Whether you like it or not, to live a simply or green life, you must reduce your spending. It's part of the territory. You will get away with not growing your own food, you don't have to keep chickens, goats, make soap, bake bread, sew or knit, you can live in the city or the country, you can work or not, you can be young or older, but the one thing everyone has to do is to reduce their spending. Every time you buy something, you also own the carbon released into the atmosphere in the making of your product, you own the petrochemicals used in it's manufacture and in the transport that gets it from where it was made, or grown, to your home. Living simply will reduce the amount of of money you need to live because you'll be satisfied with less and you'll be making a lot of what you use. Maybe you'll also do some of those things I listed above, like bread baking, growing food and sewing. You'll also make do with less, recycle and mend, and in the process of that you'll give old items new lives and reduce the amount of things you buy.
A simple life costs less than the life lived by most western people now.
So if you believe me when I tell you that you must reduce your spending, also believe me when I tell you the best way to reduce your spending is to have a budget. This is not a scary thing, it's liberating. A good budget will be one of the best tools you'll have to help you live the life you want for yourself and your family. I've said before that a simple life is not about deprivation and being miserable, so with that in mind, when you first start living this way, make your budget a document that will give you the life you want but allow yourself small things that you need to be happy. My only luxury is $10 a week that I can use to buy what I want. Many of you would wonder why I bother with such a small amount, but that is what this lifestyle is about, it's being satisfied with the small things and being happy with the life I live. If you do it well, your life will make you happy and if you do budget for small luxuries like an occasional cup of coffee, I bet you eventually give it up because you'll find other things you want to spend that money on - things that will be more important to you. But if you can't imagine a life now without being able to buy a cup of coffee, a magazine, a bottle of water or whatever, budget for it.
The only things you'll buy from now on will be what you've budgeted for.
This is how we wrote our budget. We got all the bills we paid in the previous year and added them up to make a yearly figure. That was four electricity bills, three gas bills, in the first year we guessed how much petrol we used. We added up our grocery bills, what we spent on medical, optical, dental, the garden, postage, house rates (or rents), water, insurance, phone, Internet, gifts, clothes, shoes etc - everything we spent money on was calculated out at a yearly sum. So we had a yearly figure for each thing - our electricity, our water, groceries, petrol etc. Then, because we shop monthly, we divided our yearly amounts by 12 to give us 12 monthly amounts.
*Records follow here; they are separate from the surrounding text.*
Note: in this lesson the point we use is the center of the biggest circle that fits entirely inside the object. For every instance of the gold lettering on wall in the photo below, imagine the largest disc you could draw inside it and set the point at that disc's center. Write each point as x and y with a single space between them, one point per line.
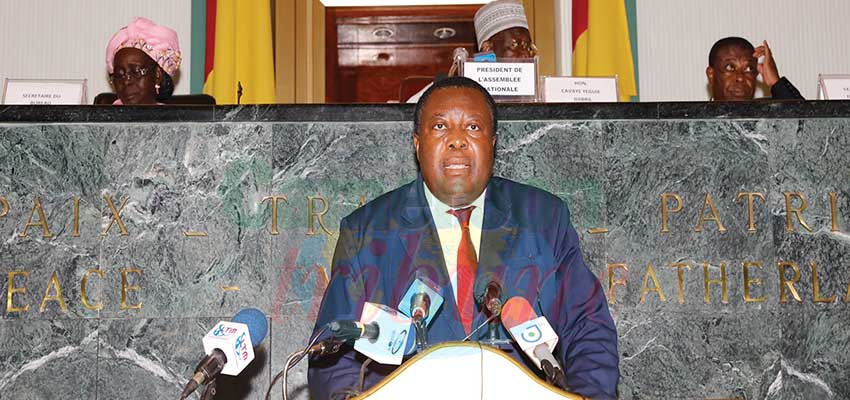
76 232
116 216
311 213
650 273
126 288
612 282
751 223
84 289
789 210
54 282
847 296
678 267
665 210
714 217
274 200
5 207
833 207
816 286
751 282
724 295
42 223
11 290
789 284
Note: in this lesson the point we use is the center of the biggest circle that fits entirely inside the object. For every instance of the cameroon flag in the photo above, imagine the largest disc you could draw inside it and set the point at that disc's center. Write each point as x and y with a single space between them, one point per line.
601 44
239 52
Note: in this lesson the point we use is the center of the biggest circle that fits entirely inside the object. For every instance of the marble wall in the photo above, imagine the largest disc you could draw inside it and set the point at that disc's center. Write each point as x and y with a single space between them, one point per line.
195 241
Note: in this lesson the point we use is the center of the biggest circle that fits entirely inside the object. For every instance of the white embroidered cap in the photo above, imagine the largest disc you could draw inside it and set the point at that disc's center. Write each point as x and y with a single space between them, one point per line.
498 16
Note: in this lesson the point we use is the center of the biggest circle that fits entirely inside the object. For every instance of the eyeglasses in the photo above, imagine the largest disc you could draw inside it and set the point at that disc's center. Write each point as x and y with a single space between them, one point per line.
134 74
523 45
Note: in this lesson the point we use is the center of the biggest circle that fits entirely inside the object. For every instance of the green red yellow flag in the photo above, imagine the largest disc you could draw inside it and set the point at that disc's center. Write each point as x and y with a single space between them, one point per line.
601 45
239 52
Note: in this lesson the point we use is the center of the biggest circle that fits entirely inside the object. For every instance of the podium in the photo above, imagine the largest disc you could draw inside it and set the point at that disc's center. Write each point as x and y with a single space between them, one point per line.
463 370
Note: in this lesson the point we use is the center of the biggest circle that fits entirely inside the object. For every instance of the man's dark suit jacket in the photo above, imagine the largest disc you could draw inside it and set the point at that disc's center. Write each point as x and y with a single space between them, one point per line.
784 90
526 239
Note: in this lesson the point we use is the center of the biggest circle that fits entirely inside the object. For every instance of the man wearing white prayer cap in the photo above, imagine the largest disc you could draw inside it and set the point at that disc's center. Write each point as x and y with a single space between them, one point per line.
500 27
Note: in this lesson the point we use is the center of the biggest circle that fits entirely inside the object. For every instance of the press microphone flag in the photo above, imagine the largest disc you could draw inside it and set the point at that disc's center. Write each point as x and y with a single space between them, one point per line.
533 334
229 347
393 339
420 287
488 293
237 339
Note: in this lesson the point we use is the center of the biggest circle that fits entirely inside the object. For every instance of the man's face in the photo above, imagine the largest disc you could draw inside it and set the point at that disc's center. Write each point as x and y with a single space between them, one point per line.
733 75
511 43
455 145
134 77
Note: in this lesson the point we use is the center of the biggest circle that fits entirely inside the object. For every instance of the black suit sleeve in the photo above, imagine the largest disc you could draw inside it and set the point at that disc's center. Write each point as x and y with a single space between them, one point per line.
784 90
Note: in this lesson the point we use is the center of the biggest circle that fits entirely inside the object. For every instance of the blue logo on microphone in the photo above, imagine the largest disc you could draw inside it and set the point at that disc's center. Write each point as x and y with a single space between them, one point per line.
532 334
396 342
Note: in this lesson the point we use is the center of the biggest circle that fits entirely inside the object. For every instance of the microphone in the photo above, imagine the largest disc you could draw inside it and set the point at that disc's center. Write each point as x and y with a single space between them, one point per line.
325 347
458 56
385 337
420 304
353 330
489 295
422 300
229 347
535 337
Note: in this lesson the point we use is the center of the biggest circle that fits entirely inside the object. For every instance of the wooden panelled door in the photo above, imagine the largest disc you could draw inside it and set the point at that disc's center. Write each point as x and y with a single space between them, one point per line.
386 54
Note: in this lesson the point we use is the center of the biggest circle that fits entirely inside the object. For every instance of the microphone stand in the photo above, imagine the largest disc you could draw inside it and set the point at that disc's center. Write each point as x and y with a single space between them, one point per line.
209 390
554 375
421 334
324 347
494 337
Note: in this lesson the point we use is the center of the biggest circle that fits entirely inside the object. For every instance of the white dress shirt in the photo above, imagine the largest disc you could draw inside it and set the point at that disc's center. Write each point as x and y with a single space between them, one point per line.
450 233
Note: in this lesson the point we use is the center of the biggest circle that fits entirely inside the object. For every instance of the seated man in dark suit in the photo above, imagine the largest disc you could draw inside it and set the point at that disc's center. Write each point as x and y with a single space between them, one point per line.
732 69
454 223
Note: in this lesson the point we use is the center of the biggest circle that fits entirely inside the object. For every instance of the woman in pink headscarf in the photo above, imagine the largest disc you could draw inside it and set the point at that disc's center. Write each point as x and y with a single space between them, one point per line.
141 60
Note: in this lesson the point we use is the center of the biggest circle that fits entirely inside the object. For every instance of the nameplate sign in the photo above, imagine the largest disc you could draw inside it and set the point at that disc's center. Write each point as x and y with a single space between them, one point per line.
834 87
515 79
569 89
44 91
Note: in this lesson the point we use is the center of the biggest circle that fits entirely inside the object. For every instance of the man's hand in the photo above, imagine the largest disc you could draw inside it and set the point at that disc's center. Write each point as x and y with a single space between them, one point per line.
767 69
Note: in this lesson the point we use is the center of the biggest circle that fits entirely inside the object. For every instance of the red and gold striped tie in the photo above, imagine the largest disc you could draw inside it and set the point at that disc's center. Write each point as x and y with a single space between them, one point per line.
467 263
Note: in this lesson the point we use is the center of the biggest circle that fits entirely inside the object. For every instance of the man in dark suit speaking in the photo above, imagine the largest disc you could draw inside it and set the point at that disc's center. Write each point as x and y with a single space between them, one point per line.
457 221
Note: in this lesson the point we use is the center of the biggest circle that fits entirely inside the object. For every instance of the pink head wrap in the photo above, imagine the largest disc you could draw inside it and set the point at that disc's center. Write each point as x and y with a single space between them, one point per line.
157 41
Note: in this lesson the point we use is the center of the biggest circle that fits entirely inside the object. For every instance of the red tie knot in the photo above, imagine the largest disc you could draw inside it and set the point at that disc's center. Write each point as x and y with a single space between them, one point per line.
462 215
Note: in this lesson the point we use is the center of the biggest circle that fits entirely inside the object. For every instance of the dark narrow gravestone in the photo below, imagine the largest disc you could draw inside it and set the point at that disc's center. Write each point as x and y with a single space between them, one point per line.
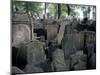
35 57
90 48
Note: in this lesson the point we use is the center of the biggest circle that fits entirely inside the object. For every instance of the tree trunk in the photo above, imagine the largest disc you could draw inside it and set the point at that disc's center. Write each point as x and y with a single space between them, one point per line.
59 10
68 8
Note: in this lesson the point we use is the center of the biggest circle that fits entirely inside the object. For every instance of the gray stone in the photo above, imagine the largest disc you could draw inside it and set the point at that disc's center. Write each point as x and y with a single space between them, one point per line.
58 60
80 66
78 61
35 52
32 69
72 42
15 69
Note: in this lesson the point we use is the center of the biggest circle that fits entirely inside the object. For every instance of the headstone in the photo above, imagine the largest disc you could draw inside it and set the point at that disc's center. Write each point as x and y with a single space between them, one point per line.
21 28
92 61
78 61
15 70
32 69
35 56
58 60
52 31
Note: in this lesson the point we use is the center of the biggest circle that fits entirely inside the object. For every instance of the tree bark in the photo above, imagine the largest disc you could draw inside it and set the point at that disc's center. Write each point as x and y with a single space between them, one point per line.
59 10
69 9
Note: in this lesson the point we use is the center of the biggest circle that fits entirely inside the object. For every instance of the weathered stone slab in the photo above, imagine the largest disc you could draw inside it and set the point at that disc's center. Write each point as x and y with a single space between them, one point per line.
35 52
15 70
78 61
32 69
52 31
58 60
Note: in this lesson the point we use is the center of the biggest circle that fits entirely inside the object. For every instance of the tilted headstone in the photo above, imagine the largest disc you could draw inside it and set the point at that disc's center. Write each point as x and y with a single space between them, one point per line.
35 55
92 61
58 60
78 61
52 31
72 42
21 28
15 70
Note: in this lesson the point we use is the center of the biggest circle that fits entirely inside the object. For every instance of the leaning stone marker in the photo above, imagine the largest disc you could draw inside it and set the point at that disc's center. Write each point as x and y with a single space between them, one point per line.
58 60
35 57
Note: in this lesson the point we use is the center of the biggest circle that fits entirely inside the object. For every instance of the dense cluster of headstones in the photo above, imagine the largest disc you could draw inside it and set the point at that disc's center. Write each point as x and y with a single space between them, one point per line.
72 46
That is what we budget for - 12 amounts for our 12 months. If you shop weekly, fortnightly or bi-monthly, divide your amounts up by 52 (for weekly), 26 (fortnightly) or 6 (bi-monthly). Whatever the amount is that is what you have to spend for the period you have chosen.
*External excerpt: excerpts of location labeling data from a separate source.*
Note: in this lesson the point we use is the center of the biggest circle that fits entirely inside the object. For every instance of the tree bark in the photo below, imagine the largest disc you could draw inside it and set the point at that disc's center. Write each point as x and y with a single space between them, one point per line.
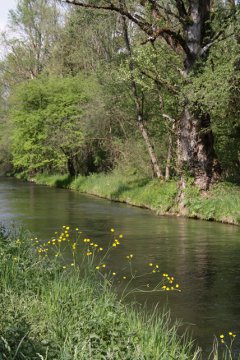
70 166
195 144
196 155
169 155
139 108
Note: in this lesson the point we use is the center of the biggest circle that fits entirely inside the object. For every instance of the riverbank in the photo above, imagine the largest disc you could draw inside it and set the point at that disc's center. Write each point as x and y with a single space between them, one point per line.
221 203
52 309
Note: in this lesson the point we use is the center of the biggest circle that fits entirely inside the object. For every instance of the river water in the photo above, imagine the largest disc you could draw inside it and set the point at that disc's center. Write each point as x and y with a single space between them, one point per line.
203 256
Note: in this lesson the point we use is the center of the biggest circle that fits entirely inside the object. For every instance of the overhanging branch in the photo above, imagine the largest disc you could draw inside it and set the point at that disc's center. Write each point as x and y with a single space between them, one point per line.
172 38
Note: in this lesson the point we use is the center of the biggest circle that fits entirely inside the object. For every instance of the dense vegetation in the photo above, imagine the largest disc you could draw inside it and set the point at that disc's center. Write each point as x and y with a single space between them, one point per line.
57 308
52 310
128 85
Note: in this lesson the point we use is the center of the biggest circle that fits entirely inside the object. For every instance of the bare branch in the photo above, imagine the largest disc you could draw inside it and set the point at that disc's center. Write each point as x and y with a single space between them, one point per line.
172 38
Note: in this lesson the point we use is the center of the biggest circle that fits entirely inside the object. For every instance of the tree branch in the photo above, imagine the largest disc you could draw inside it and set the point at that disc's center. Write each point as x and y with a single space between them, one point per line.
172 38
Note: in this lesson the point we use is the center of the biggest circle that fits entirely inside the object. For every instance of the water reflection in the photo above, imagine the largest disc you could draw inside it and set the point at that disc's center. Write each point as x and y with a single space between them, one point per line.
204 256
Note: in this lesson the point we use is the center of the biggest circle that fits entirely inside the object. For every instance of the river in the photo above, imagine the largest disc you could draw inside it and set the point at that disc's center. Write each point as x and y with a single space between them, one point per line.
203 256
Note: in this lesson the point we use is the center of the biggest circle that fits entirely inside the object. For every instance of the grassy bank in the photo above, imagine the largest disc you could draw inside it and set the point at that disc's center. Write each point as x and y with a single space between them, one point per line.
221 203
53 310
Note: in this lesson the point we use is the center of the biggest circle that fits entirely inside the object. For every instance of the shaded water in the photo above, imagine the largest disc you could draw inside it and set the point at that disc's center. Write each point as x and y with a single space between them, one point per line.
204 256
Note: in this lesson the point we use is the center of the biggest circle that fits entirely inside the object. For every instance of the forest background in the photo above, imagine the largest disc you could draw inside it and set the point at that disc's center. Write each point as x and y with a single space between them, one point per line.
139 88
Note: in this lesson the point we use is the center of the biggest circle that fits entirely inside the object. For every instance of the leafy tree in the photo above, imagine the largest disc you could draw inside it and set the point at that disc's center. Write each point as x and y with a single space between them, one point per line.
187 28
48 116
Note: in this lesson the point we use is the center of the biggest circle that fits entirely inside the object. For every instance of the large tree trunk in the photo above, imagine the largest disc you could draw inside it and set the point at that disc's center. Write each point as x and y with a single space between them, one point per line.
196 155
139 101
70 166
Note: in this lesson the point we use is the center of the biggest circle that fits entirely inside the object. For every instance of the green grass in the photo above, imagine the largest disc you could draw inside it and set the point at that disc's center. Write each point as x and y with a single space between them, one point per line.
221 203
52 313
We keep the money for our fixed bills - the things we don't have to pay in cash, like the electricity bill, phone, internet etc - in the bank. Those amounts are paid by direct debit directly from the bank when the bill comes in. For everything else, our grocery shopping, petrol, garden supplies, dog food etc, we withdraw that amount - for us it's $690 a month - in cash. That cash is then divided up and placed into a ziplock bag that is named for its purpose. For instance, I have one bag for grocery money, one bag for bulk food money, one bag for medical, dental and chemist. The good things about these bags is that you deal with real money, you see what you've spent and what you have left.
Hopefully, you've started tracking your spending because that will play a big part in your budget. When you've tracked your spending for a few weeks, you'll see the pattern of your spending. You'll find places where your money is leaking and you'll be able to stop those leaks. If, when you do your budget, you find you do not have the amount of money you need, go to your tracking, find those leaks or items that are not needed, stop the spending on those things and so you have it to cover what is in your budget. And remember, now you only spend what you budget for. If you've budgeted for your cups of coffee and you can afford them, that's fine, if you cant afford them, you will have to do without. My feeling is that if you've read this far you will be keen to get your money in order. My guess is that paying off debt and living a good life will replace your coffees - or whatever your luxury is - and you won't even notice the absence.
We try to be thrifty with all our purchases so we have money left over at the end of the month. Usually it's around $100. That money is then put into our emergency fund. If we have enough money in the EF, that leftover money goes straight into our savings. But if you're paying off debt, I would encourage you to build up an emergency fund, then put every spare cent towards paying off your debt. Put your left over money as an extra payment on the debt with the highest interest rate.
So that's it. That is my guide to budgeting or creating your own spending plan. I'm not going to say it's easy, I know it won't be, but if you can do this, it will be the thing that makes the biggest difference to the way you live. And as I said before, don't be fooled into thinking you can keep spending and also live simply - it's impossible. You do one or the other. I hope you can reduce your spending, I hope you see the worth of it, because if you do, you will be able to live well on less, you'll pay your debt off much faster and you live a life that is unique and not a carbon copy of all the others in your street.